MySQL has a great feature that IMHO, isn't written about often enough, Delayed INSERTS. Check the link for the sytax details.
When we submitted the site, however, the FDOTreviewer stated in his comments that he wanted a "hit-counter" on the site for some reason. That got me thinking. If, and that's a big IF, the site gets a ton of traffic (which I'm not really set-up for), the hit-counter would likely be one of the biggest I/O hogs. I decided to figure out the fastest way to both collect hit counts (pageviews is what I actually am tracking) and display them on the site. If I have to collect the information anyway, I might as well grab a couple of other things too such as IP, page viewed, and the referrer because no matter how cool google analytics is, there are still questions it can't easily answer that an SQL query can.
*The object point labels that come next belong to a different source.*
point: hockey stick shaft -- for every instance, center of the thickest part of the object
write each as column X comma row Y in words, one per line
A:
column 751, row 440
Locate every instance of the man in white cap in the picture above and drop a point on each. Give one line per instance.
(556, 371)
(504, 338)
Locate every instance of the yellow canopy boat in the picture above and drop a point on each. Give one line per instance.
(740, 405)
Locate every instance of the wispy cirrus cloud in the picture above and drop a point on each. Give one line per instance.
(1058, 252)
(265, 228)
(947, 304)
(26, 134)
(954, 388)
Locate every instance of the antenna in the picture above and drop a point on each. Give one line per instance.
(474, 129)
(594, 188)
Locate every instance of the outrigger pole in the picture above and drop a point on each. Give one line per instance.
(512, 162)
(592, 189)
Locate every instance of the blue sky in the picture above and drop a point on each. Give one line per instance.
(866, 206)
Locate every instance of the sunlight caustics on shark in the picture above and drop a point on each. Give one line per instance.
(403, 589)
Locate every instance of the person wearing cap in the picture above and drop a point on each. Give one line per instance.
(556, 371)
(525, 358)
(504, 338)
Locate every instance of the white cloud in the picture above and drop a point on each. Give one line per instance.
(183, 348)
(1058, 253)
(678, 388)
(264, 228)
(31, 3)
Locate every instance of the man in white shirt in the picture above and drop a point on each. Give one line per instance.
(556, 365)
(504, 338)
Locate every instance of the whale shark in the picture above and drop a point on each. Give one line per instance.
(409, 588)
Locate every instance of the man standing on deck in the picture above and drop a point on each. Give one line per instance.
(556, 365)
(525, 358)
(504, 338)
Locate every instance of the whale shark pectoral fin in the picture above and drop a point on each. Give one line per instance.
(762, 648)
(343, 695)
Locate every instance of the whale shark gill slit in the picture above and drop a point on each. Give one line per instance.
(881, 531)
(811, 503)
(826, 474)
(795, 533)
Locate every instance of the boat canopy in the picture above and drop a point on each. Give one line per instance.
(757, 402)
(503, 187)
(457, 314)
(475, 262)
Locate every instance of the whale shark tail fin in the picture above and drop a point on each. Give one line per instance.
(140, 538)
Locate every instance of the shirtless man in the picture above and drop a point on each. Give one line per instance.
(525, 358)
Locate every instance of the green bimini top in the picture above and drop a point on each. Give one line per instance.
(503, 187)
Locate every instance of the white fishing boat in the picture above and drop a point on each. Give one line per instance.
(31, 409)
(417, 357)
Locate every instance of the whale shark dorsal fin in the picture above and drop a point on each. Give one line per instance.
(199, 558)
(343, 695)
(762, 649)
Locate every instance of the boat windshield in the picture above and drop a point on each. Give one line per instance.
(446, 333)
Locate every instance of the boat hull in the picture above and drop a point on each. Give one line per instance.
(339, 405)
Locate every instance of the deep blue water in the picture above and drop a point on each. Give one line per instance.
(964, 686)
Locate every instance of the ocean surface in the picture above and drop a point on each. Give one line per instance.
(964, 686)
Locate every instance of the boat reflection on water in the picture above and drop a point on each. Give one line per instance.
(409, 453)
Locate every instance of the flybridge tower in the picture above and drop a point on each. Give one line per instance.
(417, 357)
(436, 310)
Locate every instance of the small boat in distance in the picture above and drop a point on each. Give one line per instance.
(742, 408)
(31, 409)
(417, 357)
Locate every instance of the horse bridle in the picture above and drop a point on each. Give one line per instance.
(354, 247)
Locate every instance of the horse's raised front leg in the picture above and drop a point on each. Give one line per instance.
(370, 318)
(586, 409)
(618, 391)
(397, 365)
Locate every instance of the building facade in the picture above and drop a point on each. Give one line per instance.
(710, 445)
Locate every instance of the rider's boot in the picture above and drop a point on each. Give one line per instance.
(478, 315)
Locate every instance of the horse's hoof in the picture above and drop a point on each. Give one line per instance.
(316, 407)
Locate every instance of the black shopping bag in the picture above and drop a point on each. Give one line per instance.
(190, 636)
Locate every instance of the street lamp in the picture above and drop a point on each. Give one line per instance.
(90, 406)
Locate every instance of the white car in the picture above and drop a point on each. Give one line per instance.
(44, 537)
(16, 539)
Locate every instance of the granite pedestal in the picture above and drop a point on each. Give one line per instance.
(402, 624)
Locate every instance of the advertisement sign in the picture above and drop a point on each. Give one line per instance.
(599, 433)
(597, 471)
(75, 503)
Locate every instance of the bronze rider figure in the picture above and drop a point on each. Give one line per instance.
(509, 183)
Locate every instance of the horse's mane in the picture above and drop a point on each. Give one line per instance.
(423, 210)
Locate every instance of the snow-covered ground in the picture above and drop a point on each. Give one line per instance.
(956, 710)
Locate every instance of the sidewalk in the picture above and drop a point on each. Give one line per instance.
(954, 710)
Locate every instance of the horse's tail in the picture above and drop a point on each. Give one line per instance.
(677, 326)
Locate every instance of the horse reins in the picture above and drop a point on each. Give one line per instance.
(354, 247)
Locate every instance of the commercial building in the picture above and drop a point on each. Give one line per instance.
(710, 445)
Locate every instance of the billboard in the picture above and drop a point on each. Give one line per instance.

I decided to use a small MySQL table to store the hits for now, but I was concerned about the INSERTS locking the table or taking too long under load to return control to PHP->Apache->TheBrowser. I even tried to see if wrapping the INSERTS in transactions could help me get a delayed/batch effect. That's when I discovered the DELAYED option to the INSERT statement. This option is very useful if you have clients that cannot or need not wait for the INSERT to complete. Be aware that the table will need to use the MyISAM, MEMORY, or ARCHIVE engine. InnoDB won't work, however keep in mind that you can select the engine on a table-by-table basis withing a database (schema).
From the MySQL Docs:
When a client uses INSERT DELAYED, it gets an okay from the server at once, and the row is queued to be inserted when the table is not in use by any other thread.
Another major benefit of using INSERT DELAYED is that inserts from many clients are bundled together and written in one block. This is much faster than performing many separate inserts.
Voila, problem possibly solved. We'll see as traffic and table sizes icrease. Right now I'm using a count of the rows in the table for the "hit" counter. That may not scale. If anybody has empirical data on what the most efficient wat to do this is, I'd love to hear from you.